“America has gone too far in legalizing vice.” So argues Matthew Loftus in a recent, thoughtful piece in the Atlantic. Loftus makes the point that, in our laws, “vice and its lobbyists have an unfair advantage that needs to be taken away.” He refers, in particular, to the growing legalization (and normalization) of gambling as well as recreational use of marijuana. He asks for a modest policy response, one that gives some guardrails on these activities to limit ease of access for the young and other vulnerable persons.
Loftus hints, though, at a much deeper, wider need in our society: moral education . We all agree that education includes instilling knowledge of facts and skills. People are born with the capacity to reason but need it developed so that we can act as productive citizens, community members, and workers.

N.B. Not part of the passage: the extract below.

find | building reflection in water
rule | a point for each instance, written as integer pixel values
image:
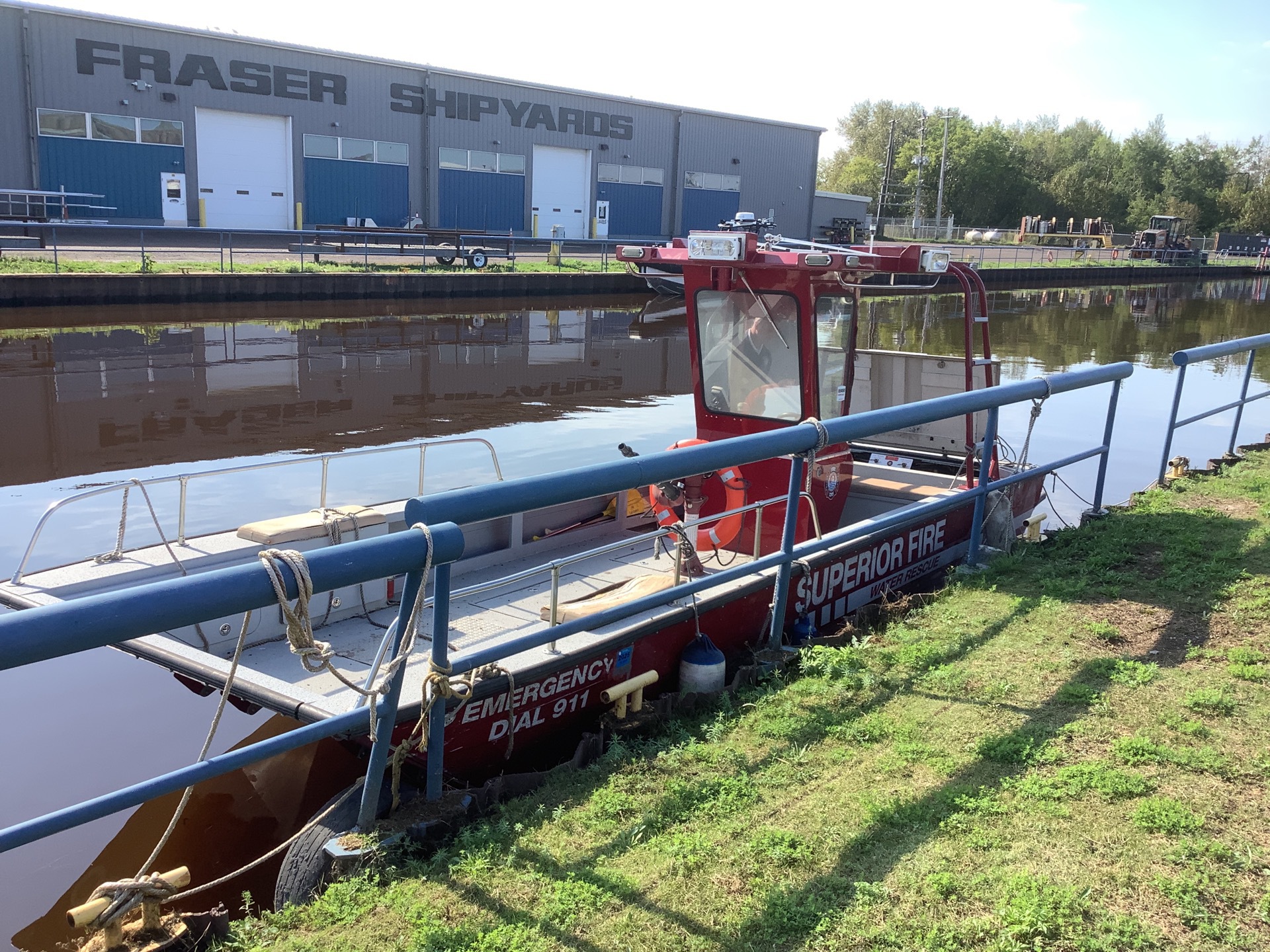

However, education cannot stop there. It must involve cultivating the will in light of what we consider morally good and how our desires react to that good. This cultivation builds off the belief that such a good exists and that human beings do not naturally, much less easily, conform to that standard. Call it vice or sin or whatever else, a gap exists between how we think and act and how we ought to think and act for the betterment of ourselves and others. This gap, and the possibility of closing it, forms the foundation of a moral education. Just as human beings are not born knowing the facts and skills they need, so they are not born with a fully formed moral compass required for the healthy ordering of one’s life as an individual, family member, and citizen.
Loftus rightly categorizes this kind of education as grounded in the cultivation of virtue, which involves the combination of a disposition and habit that not only does good but wants the good it does. But, since Loftus says the laws play only a small role in forming virtue, where could we go to find that education? Here, we must turn to the education we receive in our formal schools, whether public, private, or at home. And we must ask hard questions regarding what that moral education must involve.
These questions are hard because we do not fully agree on their answers. Our society has split on how we define the good, the true, and the beautiful. And, in too many places, the deck is stacked in favor of vice here as well.
One way to see this split is in the concept, found in the Declaration of Independence , of the “pursuit of happiness.” A fundamental right endowed to us by God, what do we mean by happiness and the means of seeking it? Many today see that pursuit as grounded in a kind of therapeutic self-actualization. This autonomy, by extending to the depth of self-definition, tends to deny the existence of objective goods or truths, except that one must not question, much less inhibit, individual expressions of self-definition. Much of our “woke” articulations of justice stem from some form of this perspective.
The American founders understood happiness and its pursuit quite differently. John Adams wrote in 1776 that “the happiness of man, as well as his dignity consists in virtue.” Virtue is comprised of an objective standard of moral characteristics, summarized in the cardinal virtues of courage, temperance, prudence, and justice. The more we conform our pursuits to these particular virtues, the better our chance for happiness and the fuller it will be in our lives. Through these virtues, we enhance our own lives and better serve those around us.
These virtues, though, require self-government because human beings are not “angels,” as James Madison famously said. “Follow your heart” is bad advice; for self-actualization according to self-definition only asks for the eventual destruction of self and the oppression of others.
We need to recover this older view of virtue and prioritize it in our various forms of education. We must teach in our classrooms what is good, true, and beautiful. Confusing or partial attempts won’t do it. Instead, we must take seriously Loftus’s statement that virtue is a “habit,” which takes not only articulation but long-standing cultivation to work.
In education as well as policy, the deck has been stacked too much in favor of vice. For the good of our children , our country, and ourselves, we need to tip back the scales.